Lockdown e atividade remota
Ronaldo aposta na sobrevivência da Ao Livro Verde, que completa 177 anos em 2021, mas teme um novo lockdown após o carnaval. “Meu medo é haver um novo surto e ser necessário fechar novamente. Com as portas fechadas, nossas vendas acabam sendo irrisórias, pois o cliente quer ver o material”, garante.
Leonardo Henriques é proprietário da Lupemaq, empresa que atua na venda de máquinas de costura e de malhas e presta serviços de bordado eletrônico. Ele afirma que a adoção do home office e a suspensão do ensino presencial diminuíram a demanda por uniformes de empresas e escolas, o que refletiu diretamente em seus negócios.“Minhas vendas de equipamentos e matéria-prima caíram 35% e a terceirização de bordados, 70%”, conta.
Para manter as contas em dia, abriu negociações com o banco, demitiu quatro funcionários e suspendeu os contratos de trabalho de outros dois. “Mesmo assim, está muito difícil. Sofremos com a situação do comércio na pandemia, sofremos com a Internet. A gente trabalha, trabalha, trabalha e sofre”.
Shoppings relatam fechamento de diversas lojas
Um dos impactos deste quase um ano de pandemia foi o fechamento de lojas em shopping centers, que permaneceram fechados, por determinação da Prefeitura, durante três meses no primeiro semestre de 2020 e novamente por sete dias em janeiro deste ano.
De acordo com Davi Pontes, síndico do Campos Shopping, pelo menos 10 negócios instalados no centro de compras encerraram suas atividades de forma permanente nos últimos meses.

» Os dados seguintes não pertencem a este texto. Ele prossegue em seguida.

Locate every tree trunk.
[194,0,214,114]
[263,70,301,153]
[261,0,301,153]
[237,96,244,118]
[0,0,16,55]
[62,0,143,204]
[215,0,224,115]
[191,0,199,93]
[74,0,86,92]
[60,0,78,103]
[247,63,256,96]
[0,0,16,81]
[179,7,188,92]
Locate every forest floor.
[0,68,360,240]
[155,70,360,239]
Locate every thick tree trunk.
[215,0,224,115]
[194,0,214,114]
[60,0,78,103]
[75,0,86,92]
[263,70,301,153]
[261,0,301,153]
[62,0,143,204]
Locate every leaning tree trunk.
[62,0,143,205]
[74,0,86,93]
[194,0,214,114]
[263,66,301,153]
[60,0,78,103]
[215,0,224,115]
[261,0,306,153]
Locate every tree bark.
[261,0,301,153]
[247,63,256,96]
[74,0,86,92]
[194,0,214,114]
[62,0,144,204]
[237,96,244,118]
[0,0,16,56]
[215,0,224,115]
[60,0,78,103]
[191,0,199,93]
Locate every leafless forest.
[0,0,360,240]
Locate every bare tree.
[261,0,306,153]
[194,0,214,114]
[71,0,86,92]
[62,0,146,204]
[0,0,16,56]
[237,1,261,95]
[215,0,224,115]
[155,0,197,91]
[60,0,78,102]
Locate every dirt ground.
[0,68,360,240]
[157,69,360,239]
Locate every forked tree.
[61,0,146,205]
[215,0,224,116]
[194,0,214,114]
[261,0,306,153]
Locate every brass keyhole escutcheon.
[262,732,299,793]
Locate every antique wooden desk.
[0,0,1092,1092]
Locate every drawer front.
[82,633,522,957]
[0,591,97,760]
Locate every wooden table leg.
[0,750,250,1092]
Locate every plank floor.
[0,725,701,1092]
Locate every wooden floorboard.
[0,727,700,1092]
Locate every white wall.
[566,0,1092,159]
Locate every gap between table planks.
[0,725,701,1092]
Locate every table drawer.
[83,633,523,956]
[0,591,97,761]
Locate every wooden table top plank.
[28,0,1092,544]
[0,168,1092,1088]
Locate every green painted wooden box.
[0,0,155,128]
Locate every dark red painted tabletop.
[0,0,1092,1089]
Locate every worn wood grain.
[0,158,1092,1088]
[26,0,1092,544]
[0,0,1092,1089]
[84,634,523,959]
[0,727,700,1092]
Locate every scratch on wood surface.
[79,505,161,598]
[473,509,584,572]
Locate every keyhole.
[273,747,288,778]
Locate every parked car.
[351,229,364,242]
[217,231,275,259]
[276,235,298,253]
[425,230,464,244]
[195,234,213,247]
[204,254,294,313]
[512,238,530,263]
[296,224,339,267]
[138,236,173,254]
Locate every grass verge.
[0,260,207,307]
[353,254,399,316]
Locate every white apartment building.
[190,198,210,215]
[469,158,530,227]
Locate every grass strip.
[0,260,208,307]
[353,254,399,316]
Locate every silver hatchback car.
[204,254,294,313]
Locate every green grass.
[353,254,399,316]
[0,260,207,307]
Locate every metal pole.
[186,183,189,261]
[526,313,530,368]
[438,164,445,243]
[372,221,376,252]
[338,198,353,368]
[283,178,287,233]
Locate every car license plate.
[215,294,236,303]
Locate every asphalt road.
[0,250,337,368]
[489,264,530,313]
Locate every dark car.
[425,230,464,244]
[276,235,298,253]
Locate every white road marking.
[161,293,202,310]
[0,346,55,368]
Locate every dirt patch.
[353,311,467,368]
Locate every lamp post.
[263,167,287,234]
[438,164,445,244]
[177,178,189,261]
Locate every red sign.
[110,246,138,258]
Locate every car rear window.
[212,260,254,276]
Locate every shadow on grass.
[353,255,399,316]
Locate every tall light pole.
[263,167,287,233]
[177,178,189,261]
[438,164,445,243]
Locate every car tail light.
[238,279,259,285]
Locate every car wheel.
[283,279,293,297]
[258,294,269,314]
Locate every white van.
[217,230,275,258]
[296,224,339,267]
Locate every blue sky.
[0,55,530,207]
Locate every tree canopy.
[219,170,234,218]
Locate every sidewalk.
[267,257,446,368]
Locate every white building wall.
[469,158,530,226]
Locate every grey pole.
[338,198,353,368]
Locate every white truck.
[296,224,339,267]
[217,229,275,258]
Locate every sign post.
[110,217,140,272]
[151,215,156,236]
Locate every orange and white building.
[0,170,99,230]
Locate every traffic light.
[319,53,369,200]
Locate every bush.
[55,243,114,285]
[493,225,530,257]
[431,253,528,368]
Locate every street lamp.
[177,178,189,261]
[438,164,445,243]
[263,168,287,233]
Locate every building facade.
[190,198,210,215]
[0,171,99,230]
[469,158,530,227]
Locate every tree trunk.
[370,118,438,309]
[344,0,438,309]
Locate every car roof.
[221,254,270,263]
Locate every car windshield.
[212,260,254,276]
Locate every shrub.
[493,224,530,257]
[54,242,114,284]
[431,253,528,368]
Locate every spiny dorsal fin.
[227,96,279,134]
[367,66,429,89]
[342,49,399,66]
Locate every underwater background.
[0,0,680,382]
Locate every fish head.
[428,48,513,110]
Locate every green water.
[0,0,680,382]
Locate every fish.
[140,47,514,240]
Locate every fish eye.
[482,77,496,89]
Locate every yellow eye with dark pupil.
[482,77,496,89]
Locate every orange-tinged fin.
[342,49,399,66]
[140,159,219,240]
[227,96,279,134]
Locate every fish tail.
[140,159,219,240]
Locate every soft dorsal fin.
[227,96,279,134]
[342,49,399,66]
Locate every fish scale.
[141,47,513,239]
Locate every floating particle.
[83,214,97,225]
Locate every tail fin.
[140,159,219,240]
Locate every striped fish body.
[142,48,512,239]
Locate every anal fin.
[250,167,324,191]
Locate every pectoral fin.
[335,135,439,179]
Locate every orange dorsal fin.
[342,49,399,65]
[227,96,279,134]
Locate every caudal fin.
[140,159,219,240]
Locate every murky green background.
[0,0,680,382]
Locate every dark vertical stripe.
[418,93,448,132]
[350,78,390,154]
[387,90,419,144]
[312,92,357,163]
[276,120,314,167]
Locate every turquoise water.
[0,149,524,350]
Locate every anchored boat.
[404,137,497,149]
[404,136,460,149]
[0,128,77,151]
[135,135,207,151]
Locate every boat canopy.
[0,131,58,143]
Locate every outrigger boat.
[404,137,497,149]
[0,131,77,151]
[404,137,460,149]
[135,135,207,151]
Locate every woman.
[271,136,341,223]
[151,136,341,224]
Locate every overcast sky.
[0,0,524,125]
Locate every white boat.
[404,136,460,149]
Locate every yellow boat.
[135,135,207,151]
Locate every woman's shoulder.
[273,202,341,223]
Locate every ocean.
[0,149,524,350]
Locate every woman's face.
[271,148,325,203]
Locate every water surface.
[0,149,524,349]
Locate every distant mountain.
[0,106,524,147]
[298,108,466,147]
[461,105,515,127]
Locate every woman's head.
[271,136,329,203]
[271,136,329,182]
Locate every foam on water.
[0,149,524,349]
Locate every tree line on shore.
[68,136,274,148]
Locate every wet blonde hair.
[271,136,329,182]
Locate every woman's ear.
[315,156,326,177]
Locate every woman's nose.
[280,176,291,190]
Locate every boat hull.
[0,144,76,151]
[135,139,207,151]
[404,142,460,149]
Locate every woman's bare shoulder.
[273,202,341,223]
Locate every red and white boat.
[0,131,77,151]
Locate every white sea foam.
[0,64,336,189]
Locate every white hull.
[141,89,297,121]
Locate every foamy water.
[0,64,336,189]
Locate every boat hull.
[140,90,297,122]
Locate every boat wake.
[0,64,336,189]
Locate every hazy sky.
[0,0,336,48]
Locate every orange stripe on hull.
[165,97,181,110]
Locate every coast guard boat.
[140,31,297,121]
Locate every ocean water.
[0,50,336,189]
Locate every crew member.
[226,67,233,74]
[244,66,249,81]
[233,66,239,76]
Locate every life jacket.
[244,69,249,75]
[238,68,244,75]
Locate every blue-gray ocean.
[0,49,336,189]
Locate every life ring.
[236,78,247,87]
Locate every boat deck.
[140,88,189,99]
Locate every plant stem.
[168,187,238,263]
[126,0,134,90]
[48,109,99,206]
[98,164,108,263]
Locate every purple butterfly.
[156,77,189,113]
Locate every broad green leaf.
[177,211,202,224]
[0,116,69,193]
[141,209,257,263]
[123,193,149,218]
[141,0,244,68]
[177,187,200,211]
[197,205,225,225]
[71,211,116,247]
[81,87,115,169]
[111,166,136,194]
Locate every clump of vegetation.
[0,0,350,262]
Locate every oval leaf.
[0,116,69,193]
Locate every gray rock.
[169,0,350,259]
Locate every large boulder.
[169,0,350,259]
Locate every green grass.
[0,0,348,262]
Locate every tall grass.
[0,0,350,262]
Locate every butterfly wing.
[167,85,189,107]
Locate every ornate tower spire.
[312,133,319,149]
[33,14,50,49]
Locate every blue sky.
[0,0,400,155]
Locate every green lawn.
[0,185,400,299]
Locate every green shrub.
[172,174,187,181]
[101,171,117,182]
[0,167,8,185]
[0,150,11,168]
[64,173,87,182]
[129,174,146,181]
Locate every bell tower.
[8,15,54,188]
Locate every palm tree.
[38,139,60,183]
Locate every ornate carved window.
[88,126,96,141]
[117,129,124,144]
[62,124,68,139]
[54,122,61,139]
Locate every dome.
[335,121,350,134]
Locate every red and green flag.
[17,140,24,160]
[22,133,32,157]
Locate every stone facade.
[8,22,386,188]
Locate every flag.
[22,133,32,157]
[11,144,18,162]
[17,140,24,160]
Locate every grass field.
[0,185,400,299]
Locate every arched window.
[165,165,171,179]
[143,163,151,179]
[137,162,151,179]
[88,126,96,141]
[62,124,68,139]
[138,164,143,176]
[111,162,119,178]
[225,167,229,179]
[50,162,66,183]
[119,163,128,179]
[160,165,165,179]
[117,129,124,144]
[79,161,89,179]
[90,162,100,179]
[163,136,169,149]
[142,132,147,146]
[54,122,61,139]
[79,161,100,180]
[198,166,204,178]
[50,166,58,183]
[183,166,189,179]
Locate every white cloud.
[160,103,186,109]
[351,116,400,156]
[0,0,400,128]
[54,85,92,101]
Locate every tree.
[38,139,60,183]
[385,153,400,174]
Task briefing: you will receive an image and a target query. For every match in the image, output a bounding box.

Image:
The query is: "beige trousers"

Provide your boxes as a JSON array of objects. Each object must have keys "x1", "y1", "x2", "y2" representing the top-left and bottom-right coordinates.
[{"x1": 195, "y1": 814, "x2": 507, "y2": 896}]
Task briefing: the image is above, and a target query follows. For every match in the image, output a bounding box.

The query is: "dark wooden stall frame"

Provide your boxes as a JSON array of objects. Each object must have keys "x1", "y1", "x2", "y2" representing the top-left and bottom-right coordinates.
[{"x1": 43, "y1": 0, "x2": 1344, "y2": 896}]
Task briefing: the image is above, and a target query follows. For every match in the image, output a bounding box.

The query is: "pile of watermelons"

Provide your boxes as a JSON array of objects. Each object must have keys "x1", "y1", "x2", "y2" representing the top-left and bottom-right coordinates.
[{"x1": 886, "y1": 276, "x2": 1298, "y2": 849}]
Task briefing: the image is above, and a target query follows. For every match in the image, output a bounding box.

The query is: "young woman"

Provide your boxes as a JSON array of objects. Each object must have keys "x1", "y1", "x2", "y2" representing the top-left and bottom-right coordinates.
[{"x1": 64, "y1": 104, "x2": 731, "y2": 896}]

“O longo tempo fechado fez os lojistas contraírem dívidas, que não conseguiram saldar com o movimento tímido que registramos após a reabertura. Eram despesas trabalhistas, dívidas com fornecedores e contas de consumo. O impacto foi muito negativo e complicou a situação do empresário, que continuava a fechar o mês no vermelho e não conseguia quitar esse passivo. Junte isso à diminuição de compra da população e a situação fica realmente difícil”, explica.
Já no shopping Avenida 28, cinco lojas fecharam as portas. Segundo o superintendente Marcelo Coutinho, o movimento — e consequentemente as vendas — caíram em torno de 50% durante a pandemia. O cinema fechado em razão dos protocolos de segurança sanitária também colabora para a redução da circulação de pessoas no centro de compras.
“Os comerciantes ainda temem um novo fechamento. Durante o lockdown, muitas lojas optaram pela venda on-line, mas essa é uma estratégia que funciona melhor para marcas mais conhecidas. Mas, os negócios locais ainda precisam da vitrine. As lojas reduziram a reposição de seus estoques. Passamos a trabalhar em um turno e meio, ao invés de dois, e temos mantido o shopping fechado aos domingos e feriados para evitar encargos trabalhistas”, revela.
Ambos os centros comerciais vêm investindo para garantir o cumprimento das medidas sanitárias impostas pela Prefeitura e apostaram na redução do condomínio para ajudar a manter a viabilidade dos negócios que abrigam. Tanto o Campos Shopping quanto o Shopping Avenida 28 afirmam que novas lojas foram abertas durante o período, mas a avaliação geral é de que não é possível prever prazo para uma recuperação plena.